Springsteen had an incredible presence about him – one of the greatest and loudest rock icons in the world, and at the same time an extremely gentle and caring man who was genuinely interested in what I had to say. We talked about how great the show was, even Springsteen himself commenting on what a powerful performance it was. That evening he played “Racing in the Street” a song that has a very emotional and spiritual meaning for me. I was thrilled to have been able to hear it live an hour earlier and was now beyond words to be able to talk about it with Springsteen. “That was it tonight,” he said with a proud and glowing look. It was easy to see how pumped he was about the show, and how emotional the song was for him as well.
He posed with us for a few pictures, commenting on the medallion of Mary I was wearing around my neck (the same one he often sports as well). “Ah, a Catholic boy,” he smiled. “We gotta stick together,” I said. I handed him one of my awareness bracelets which he quickly put on his wrist before I could finish explaining what they were for (you can see him wearing it in the photo below). After another picture, it was time for him to board their plane back to New Jersey. He leaned in and gave me another kiss. “God bless you,” he said one more time before leaving. Two kisses, a song dedication and an unbelievable performance… Not a bad evening! I am forever grateful to all the people that helped make Tuesday evening possible!

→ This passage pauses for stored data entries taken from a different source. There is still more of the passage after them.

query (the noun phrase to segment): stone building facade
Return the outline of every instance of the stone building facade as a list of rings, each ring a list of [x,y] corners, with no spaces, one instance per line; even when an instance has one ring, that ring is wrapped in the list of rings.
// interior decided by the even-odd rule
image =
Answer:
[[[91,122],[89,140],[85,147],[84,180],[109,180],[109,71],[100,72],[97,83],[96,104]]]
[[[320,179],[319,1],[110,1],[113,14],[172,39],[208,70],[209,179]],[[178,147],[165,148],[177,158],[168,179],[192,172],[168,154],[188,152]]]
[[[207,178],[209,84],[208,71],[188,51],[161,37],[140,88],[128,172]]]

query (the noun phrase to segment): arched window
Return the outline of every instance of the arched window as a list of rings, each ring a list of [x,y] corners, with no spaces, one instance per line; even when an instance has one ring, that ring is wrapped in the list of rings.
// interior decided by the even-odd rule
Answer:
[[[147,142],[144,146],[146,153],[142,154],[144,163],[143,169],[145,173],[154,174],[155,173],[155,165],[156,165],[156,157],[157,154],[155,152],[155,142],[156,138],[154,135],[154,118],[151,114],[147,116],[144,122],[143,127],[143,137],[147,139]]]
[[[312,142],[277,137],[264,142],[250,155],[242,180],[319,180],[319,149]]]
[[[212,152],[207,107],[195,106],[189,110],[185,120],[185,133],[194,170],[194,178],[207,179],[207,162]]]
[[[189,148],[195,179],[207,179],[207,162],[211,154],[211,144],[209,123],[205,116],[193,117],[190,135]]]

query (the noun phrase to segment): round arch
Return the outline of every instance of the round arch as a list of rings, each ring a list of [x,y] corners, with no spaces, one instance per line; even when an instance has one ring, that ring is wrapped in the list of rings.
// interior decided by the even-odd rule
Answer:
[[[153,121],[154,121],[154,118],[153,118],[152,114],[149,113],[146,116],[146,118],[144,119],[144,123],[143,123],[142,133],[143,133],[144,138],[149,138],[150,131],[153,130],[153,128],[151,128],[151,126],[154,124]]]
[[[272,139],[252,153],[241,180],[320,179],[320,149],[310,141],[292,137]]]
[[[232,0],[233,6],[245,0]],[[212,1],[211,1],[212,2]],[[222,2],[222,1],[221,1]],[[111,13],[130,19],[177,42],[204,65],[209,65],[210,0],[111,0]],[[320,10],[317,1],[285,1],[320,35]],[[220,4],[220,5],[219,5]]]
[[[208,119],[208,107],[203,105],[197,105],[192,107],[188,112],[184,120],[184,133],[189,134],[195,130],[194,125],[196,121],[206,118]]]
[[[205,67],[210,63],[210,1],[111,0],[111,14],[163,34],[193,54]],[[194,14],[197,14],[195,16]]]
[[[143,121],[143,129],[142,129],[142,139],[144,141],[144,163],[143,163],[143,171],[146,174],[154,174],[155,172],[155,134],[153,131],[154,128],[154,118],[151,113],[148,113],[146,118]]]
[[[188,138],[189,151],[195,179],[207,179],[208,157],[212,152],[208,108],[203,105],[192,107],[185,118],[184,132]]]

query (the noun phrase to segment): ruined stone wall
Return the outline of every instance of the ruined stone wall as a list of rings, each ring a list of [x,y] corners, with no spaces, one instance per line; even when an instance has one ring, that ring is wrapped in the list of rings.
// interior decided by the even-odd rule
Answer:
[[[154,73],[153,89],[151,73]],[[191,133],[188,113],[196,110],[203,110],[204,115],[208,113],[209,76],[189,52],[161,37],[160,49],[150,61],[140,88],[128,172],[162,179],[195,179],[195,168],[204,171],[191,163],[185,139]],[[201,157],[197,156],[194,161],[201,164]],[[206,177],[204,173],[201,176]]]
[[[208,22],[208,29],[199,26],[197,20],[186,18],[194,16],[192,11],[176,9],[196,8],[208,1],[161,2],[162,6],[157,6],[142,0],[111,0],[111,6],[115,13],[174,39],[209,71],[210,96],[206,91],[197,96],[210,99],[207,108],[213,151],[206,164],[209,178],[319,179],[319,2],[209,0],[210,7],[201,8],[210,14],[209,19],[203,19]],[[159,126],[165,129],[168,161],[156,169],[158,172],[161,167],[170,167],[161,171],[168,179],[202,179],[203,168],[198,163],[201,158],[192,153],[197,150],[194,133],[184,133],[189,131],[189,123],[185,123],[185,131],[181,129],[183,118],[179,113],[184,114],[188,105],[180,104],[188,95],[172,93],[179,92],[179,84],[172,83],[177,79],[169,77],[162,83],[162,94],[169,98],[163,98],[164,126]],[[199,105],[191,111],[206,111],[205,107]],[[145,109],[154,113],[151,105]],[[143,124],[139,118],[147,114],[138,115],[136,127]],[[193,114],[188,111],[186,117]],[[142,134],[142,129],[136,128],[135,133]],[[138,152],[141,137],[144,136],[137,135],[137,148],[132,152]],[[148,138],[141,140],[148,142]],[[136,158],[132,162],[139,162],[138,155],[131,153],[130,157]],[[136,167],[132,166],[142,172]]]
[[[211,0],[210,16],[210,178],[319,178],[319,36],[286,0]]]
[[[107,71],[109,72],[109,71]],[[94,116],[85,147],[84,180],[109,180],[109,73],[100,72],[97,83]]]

On a less eventful note, I was able to get back to the gym on Monday as well as today and resume my workouts. As much as my neck has still been giving me problems, I am managing, and plan to work out tomorrow as well. After all, “I plan to one day walk out of here.”
Thank you to all for your continued prayers and support, especially those who were praying I would get the chance to meet Bruce. God certainly answered my prayers, as he always does, even if we may not realize it.